Lebt wohl, ihr Frau`n!
 
Margarethe
Lebt wohl!
 
Jetzt hätte er doch fast vergessen, einen Termin für das nächste Treffen vorzubereiten. Wie gut, dass Frau Marthe ihm so hilfreich unter die Arme greift, indem sie ihm zuruft:
 
Marthe
O sagt mir doch geschwind -
Ich möchte gern ein Zeugnis haben,
Wo, wie und wann mein Schatz gestorben und begraben.
 
Mephistopheles
Ja, gute Frau, durch zweier Zeugen Mund
Wird allerwegs die Wahrheit kund.
Habe noch einen feinen Gesellen,
Ich bring ihn her.
 
Marthe
O tut das ja!
 
Jetzt fällt es Margarethe wie Schuppen von den Augen und sie durchschaut das Spiel, in das sie eingesponnen wurde.
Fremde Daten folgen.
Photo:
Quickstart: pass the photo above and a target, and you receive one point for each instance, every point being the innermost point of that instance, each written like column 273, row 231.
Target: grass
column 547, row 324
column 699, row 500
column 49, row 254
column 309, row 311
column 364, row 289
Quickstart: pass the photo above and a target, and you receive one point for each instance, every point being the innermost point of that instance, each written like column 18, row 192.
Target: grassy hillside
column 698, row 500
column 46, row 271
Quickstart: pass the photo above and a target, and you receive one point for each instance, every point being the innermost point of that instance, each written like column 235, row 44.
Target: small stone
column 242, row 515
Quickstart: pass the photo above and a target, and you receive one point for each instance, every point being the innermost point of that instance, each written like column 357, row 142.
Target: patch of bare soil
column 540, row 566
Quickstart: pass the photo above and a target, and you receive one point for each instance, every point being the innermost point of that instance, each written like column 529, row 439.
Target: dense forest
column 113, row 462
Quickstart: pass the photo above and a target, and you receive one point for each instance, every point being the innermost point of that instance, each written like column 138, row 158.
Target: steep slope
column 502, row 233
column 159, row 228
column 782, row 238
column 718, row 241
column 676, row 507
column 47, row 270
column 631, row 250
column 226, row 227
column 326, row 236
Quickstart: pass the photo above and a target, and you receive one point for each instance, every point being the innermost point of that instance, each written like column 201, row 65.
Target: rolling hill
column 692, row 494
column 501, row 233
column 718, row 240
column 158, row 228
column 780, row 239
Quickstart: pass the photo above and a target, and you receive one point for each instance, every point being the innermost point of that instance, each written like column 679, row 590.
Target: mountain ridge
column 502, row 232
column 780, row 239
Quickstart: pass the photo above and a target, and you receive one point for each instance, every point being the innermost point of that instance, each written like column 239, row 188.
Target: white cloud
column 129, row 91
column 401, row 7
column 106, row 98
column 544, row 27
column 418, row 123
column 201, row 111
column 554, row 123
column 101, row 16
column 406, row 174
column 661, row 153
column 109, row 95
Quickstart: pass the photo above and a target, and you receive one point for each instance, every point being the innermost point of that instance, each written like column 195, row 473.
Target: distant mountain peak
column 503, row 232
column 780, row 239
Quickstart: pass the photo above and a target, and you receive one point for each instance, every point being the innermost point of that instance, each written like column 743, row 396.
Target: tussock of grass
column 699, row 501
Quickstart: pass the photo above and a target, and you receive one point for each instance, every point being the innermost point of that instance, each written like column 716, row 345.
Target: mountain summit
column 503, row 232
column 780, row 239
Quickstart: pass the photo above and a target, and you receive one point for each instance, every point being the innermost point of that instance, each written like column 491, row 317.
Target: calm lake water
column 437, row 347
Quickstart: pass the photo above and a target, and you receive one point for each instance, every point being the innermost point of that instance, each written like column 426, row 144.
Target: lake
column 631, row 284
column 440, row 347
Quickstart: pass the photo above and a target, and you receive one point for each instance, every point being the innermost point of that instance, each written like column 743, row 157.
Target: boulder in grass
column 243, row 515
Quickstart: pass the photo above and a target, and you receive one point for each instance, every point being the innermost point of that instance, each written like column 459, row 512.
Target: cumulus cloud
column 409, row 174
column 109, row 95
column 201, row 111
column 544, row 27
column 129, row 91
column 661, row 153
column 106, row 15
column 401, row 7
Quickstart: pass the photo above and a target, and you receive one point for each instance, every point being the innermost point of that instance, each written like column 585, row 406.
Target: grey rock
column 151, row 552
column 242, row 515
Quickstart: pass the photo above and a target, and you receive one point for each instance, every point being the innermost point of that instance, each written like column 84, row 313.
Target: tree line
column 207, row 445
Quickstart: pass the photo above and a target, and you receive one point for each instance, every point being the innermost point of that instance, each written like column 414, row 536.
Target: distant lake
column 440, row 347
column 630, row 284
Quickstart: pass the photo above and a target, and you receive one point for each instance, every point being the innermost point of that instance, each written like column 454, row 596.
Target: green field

Auch entsinnt sie sich endlich an das Gesicht, das ihr beim ersten Mal schon als höchst unangenehme Physiognomie auffiel. Sie wendet sich ab von den beiden und hält beschämt beide Hände vor ihren Mund. Dieser Mann, der ihr nicht mehr aus dem Kopf gegangen ist seit dieser kurzen Begegnung nach dem Kirchgang, steckt hinter allem und der hier spielt den Kuppler. Es drängt sie, fortzulaufen, zuvor aber diesem abscheulichen Kerl den ganzen Reichtum vor die Füße zu werfen und ihn samt seinem Auftraggeber zum Teufel zu jagen. Aber sie bringt kein Wort über die Lippen. Ihre Hände versagen ihr den Dienst und das Bild des Unbekannten, dieser lächelnde freundliche Blick, bemächtigt sich ihrer Erinnerung und zwingt sie hinein in eine noch nie erlebte Schwäche. Mephistopheles, inzwischen einige Schritte entfernt, ruft:
 
Mephistopheles
Und hier die Jungfrau ist auch da? -
 
Marthe
Da hinterm Haus in meinem Garten
Wollen wir der Herrn heut abend warten.
 
Mephistopheles verschwindet. Margarethe löst eilig den unter der Bluse versteckten Schmuck, öffnet hastig das Kästchen und wirft den Anhänger wütend und geräuschvoll hinein. Sie läuft die zwei Schritte auf Frau Marthe zu und wirft sich laut losweinend an ihren Hals. Frau Marthe weiß diesen Gefühlsausbruch nicht anders zu deuten als dass es Anteilnahme an ihrem Schicksal ist, dass sie auf so schändliche Weise zur Witwe wurde. Sie lächelt ein wenig über dem Kopf des liebenswürdigen Kindes und streicht Margarethe über das Haar, fragt sich aber dabei, was wohl der Schmuck in dem Kästchen dafür können soll.  Dabei verdunkelt sich die Bühne und es wird zum nächsten Bild vorbereitet.